肩部には細い輪線、そして口縁部には太い輪線が引かれています。
シンプルな意匠ですが、染付の僅かな滲みや温かみのある釉膚が初期伊万里ならでは。
盛期伊万里、あるいは現代陶器にはない魅力です。
高台部分は施釉されておらず、素地が露出したベタ底になっています。
初期伊万里には、水差や茶碗、掛け花など、茶湯に関するものが多くありますが、元々茶器として造られたものはごく僅か。一方で、茶器として用いるのにちょうど良い大きさの小壺は、象牙や木製の蓋を伴って見立ての茶器として伝わっています。

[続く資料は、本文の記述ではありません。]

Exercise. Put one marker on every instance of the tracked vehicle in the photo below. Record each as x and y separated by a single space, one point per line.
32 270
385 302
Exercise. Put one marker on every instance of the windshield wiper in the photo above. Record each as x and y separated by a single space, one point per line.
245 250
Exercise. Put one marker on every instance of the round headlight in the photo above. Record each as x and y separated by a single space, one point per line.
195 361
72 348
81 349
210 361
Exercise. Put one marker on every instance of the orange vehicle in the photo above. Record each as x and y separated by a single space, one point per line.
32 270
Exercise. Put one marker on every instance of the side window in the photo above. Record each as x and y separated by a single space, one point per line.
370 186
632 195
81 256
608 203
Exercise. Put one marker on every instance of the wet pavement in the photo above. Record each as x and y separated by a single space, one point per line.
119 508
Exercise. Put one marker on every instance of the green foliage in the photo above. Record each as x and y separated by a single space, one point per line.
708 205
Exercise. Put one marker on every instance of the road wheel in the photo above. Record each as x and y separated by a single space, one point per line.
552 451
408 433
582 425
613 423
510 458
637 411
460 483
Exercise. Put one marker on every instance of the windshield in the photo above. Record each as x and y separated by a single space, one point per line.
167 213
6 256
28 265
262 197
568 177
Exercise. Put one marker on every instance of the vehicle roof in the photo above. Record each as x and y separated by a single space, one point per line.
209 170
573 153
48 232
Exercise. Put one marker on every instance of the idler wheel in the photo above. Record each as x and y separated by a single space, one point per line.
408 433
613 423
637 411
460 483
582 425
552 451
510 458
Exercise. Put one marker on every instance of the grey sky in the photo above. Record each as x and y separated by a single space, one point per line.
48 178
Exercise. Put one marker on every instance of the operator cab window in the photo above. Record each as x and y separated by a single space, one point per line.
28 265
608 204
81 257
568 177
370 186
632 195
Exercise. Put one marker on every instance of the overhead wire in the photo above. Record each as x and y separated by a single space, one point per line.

本作もまた元々は別の用途だったものが、数寄者によって茶器に見立てられたものでしょう。柿材のような黒っぽい茶色の蓋が誂えられています。白磁によく合う洒落た蓋です。
お気に入りの茶碗と合わせて盆に仕込んでおけば、自宅のテーブルでもさっと取り出して盆点前のお茶を楽しめます。小ぶりなサイズはお盆に仕込むにも収まりが良く、重宝しそうです。
今の時期なら冷茶にもいいですね。もちろん季節は問いませんが、土物や塗物の茶入れとは一味異なる清々しい染付磁器。この時期ならではのガラスの茶碗にも相性抜群です。
初期伊万里の中でも元から茶入として造られたものは肩衝形など唐物由来の形をしているのに対して、本作は小壺の形をしています。
本来は濃茶器とされる陶磁器の茶入ですが、見立ての茶器なら形による用途の制約もありません。ルールに縛られず、自由な発想で道具組みに取り入れてみてはいかがでしょうか。
傷等はなく、コンディションは極めて良好です。